Petra had finished scouring and her drowsiness, the heat and fatigue had doubtless overcome her. She could be made out dimly in the light of the small lamp that hung by the hearth. She was a thin, scrawny woman, flat-chested, with lean arms, big red hands and skin of greyish hue. She slept seated upon a chair with her mouth open; her breathing was short and laboured.

At the strokes of the corridor clock she suddenly awoke; she shut the window, through which came a nauseating, stable-like odour from the milk-dairy on the ground-floor; she folded the clothes and left with a pile of dishes, depositing them upon the dining-room table; then she laid away in a closet the table-ware, the tablecloth and the left-over bread; she took down the lamp and entered the room in the balcony of which the landlady sat sleeping.

"Señora, señora!" she called, several times.

"Eh? What is it?" murmured Doña Casiana drowsily.

"Perhaps you wish something?"

"No, nothing.
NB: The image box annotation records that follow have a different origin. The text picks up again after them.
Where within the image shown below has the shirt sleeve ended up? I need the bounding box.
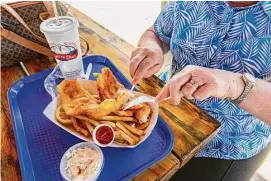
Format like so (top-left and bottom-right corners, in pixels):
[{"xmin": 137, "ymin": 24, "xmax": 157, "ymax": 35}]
[{"xmin": 153, "ymin": 2, "xmax": 175, "ymax": 44}]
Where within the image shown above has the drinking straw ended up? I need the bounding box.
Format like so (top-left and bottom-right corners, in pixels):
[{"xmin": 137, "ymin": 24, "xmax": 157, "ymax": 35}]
[{"xmin": 52, "ymin": 1, "xmax": 61, "ymax": 25}]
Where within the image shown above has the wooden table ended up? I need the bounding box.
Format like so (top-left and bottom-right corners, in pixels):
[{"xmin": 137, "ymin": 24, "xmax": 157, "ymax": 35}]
[{"xmin": 1, "ymin": 5, "xmax": 220, "ymax": 181}]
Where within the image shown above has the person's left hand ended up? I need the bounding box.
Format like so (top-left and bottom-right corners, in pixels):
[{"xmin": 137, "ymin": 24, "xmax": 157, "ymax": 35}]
[{"xmin": 156, "ymin": 66, "xmax": 245, "ymax": 105}]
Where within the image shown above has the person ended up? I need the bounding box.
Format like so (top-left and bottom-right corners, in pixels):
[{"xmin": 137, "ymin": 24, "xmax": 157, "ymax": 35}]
[{"xmin": 129, "ymin": 1, "xmax": 271, "ymax": 181}]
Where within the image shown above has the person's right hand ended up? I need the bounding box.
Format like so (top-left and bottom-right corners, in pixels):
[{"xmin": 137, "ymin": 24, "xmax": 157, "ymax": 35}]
[{"xmin": 130, "ymin": 47, "xmax": 164, "ymax": 85}]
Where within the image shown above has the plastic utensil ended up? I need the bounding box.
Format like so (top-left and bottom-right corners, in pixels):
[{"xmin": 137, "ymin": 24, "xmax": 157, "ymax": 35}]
[{"xmin": 123, "ymin": 96, "xmax": 170, "ymax": 111}]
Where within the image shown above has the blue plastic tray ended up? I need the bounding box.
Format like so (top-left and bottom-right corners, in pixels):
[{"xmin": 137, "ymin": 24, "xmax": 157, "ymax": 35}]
[{"xmin": 8, "ymin": 56, "xmax": 173, "ymax": 181}]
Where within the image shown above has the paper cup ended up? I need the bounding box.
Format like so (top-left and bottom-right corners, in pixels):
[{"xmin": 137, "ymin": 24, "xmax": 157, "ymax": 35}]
[{"xmin": 40, "ymin": 16, "xmax": 84, "ymax": 79}]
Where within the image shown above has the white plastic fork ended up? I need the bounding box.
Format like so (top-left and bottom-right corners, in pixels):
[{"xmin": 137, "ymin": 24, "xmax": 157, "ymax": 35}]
[{"xmin": 123, "ymin": 96, "xmax": 170, "ymax": 111}]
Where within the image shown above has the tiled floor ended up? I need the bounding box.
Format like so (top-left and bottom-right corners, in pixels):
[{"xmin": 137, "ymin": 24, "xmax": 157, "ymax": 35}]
[{"xmin": 69, "ymin": 1, "xmax": 271, "ymax": 181}]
Oh, yes! Tell the baker tomorrow that I'll pay him the coming Monday."

"Very well. Good-night."

The servant was leaving the room, when the balconies of the house across the way lighted up. They opened wide and soon there came the strains of a tender prelude from a guitar.

"Petra! Petra!" cried Doña Casiana. "Come here. Eh? Over in that
Isabel's house … You can tell they have visitors."

The domestic went to the balcony and gazed indifferently at the house opposite.